Diagnosing Anaplasmosis in Dogs
Diagnosing Anaplasmosis can be challenging because the symptoms of this condition are typically vague and can indicate other common diseases in dogs. Knowing where your dog has been and whether your dog may have come in contact with infected ticks can help your vet to accurately diagnose your pup's condition.
Provide your vet with as much information as possible regarding where your dog may have been in contact with the ticks, the symptoms your dog is displaying, and when the symptoms first started to appear. Symptoms of Anaplasmosis generally become apparent 2 - 4 weeks after being bitten by an infected tick.
If your vet suspects that your pup could be infected with Anaplasmosis they will perform a full physical exam to look for signs of the disease, and any ticks that may be living on your pup. Your vet may also run an antibody test to determine if your dog tests positive for the Anaplasma phagocytophilum bacteria.
Anaplasmosis Treatment in Dogs
Anaplasmosis treatment in dogs is typically a course of an antibiotic such as minocycline, chloramphenicol, doxycycline, or tetracycline. Most dogs will show a noticeable improvement within 24- 48 hours of starting antibiotic treatment.

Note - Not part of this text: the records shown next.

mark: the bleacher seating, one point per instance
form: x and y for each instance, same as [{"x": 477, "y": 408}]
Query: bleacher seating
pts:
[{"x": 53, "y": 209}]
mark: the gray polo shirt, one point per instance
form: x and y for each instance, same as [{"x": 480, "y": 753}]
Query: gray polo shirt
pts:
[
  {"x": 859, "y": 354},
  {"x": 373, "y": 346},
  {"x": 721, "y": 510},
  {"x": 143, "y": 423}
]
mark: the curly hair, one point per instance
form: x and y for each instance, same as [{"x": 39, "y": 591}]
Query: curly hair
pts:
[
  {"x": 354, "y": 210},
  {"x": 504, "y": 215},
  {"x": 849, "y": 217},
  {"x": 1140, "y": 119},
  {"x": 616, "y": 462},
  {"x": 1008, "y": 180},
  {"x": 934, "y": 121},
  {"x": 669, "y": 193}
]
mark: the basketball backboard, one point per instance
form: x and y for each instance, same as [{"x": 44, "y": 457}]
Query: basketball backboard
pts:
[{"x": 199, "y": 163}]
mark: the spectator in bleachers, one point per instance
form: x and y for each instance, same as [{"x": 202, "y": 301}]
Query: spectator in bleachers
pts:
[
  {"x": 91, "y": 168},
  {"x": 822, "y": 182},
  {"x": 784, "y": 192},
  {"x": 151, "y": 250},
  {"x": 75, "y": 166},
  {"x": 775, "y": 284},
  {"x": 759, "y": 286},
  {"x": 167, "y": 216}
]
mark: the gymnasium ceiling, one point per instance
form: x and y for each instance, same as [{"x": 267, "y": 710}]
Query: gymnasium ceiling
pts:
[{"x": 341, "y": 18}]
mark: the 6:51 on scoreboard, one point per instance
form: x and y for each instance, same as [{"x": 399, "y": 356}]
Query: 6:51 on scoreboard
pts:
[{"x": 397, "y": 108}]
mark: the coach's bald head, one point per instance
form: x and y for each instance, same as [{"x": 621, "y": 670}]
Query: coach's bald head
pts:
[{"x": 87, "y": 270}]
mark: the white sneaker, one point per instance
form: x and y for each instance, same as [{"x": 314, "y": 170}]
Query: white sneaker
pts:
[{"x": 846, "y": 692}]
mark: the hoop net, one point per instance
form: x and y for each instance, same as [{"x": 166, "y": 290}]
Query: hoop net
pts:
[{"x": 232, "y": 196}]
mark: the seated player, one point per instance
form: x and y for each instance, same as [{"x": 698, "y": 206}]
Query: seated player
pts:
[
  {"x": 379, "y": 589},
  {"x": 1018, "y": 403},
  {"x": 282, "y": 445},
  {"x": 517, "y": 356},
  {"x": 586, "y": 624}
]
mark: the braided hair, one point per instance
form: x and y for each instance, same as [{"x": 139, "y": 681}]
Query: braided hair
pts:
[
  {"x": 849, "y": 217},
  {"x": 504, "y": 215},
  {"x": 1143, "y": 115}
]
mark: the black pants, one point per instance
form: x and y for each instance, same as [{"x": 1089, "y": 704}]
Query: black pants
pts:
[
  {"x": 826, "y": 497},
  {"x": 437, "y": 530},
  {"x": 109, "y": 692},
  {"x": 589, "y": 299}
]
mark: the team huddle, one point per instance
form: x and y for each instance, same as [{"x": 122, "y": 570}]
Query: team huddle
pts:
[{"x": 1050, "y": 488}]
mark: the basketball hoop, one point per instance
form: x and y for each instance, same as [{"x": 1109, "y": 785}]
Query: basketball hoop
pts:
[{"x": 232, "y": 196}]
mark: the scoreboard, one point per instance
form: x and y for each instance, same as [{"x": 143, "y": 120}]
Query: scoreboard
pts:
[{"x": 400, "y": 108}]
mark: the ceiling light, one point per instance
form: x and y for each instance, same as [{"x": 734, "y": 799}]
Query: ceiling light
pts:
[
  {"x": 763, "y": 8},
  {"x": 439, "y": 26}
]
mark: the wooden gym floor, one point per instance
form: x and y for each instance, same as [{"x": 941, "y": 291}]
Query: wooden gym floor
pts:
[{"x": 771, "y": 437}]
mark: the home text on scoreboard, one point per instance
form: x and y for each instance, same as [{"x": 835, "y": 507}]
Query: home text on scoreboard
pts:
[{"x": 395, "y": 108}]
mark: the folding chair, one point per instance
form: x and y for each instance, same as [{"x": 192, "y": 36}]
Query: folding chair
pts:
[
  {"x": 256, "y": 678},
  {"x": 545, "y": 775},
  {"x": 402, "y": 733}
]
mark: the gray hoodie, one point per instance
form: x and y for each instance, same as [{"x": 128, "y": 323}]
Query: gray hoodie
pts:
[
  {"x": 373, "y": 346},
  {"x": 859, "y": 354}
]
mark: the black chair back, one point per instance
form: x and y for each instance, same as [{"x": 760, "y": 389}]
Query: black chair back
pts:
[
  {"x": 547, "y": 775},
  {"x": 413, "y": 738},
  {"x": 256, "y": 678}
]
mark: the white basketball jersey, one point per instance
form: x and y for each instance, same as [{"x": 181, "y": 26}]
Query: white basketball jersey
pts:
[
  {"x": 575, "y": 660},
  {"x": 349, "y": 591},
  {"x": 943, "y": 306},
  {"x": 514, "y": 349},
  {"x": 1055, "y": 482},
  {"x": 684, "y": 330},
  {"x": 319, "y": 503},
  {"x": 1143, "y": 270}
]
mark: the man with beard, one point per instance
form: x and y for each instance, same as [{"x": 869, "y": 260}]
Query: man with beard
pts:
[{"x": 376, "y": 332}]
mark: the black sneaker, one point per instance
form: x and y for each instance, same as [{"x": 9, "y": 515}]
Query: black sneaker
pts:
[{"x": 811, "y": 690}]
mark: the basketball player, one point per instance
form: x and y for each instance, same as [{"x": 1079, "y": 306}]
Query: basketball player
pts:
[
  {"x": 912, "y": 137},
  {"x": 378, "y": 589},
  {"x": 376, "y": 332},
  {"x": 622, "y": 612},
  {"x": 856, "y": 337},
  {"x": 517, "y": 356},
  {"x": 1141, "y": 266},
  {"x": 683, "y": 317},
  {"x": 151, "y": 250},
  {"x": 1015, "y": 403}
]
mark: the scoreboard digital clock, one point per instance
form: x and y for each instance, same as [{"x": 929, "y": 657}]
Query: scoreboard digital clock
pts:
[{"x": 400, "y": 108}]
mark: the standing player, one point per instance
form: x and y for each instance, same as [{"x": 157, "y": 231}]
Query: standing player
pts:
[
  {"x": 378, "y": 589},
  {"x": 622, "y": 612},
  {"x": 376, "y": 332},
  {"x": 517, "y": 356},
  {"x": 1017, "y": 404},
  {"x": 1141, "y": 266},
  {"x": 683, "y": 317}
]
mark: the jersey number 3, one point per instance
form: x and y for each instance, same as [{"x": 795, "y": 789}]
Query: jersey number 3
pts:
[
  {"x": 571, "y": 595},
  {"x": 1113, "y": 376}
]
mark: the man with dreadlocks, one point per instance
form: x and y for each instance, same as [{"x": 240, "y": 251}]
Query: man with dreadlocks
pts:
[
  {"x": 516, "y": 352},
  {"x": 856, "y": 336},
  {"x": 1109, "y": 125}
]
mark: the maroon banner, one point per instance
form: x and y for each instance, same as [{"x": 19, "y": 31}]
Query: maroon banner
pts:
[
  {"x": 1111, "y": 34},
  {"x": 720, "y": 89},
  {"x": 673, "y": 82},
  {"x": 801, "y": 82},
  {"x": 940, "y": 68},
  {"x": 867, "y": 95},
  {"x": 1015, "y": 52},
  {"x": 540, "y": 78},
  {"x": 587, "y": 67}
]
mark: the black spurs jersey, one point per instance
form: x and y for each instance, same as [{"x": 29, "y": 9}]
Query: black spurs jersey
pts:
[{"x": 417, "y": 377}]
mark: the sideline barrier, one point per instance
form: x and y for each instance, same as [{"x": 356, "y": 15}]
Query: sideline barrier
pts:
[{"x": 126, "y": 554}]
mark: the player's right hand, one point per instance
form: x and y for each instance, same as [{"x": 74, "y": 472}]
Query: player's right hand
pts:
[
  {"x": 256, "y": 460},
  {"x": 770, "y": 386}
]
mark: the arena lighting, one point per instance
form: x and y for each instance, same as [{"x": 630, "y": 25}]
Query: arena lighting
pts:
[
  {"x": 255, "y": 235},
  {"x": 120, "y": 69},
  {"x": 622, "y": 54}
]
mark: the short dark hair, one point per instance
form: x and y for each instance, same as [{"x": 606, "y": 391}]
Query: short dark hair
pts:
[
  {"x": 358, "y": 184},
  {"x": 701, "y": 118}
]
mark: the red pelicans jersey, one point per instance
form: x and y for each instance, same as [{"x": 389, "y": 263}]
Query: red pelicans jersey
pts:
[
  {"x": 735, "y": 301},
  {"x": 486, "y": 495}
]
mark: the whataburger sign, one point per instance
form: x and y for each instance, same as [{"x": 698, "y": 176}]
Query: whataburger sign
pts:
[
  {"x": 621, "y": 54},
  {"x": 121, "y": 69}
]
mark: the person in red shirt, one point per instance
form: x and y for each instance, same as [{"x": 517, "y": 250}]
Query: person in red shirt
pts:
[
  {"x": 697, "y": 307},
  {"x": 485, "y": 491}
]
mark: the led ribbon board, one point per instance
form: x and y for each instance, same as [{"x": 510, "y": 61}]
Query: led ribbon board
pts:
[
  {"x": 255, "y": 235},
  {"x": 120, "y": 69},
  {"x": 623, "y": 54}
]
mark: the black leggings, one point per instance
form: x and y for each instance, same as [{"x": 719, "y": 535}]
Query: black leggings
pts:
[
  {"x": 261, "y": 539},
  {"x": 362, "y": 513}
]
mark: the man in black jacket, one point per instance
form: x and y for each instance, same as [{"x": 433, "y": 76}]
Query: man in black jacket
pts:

Preventing Anaplasmosis in Your Dog
One of the most reliable ways to help prevent Anaplasmosis in dogs is by keeping your pet on year-round tick prevention medications or treatments. That said, no tick prevention medication is 100% guaranteed to protect your dog against tick-borne diseases so diligence is required. Keep your dog away from areas where ticks are most likely to be hiding (long grass and brush), and be sure to check your dog daily for ticks so that they can be removed before transmission occurs.
If you find a tick on your dog you will need to remove it properly. Call your vet to learn how to remove ticks in a way that will help to avoid the spread of Anaplasmosis or other tick-borne diseases.
Note: The advice provided in this post is intended for informational purposes and does not constitute medical advice regarding pets. For an accurate diagnosis of your pet's condition, please make an appointment with your vet.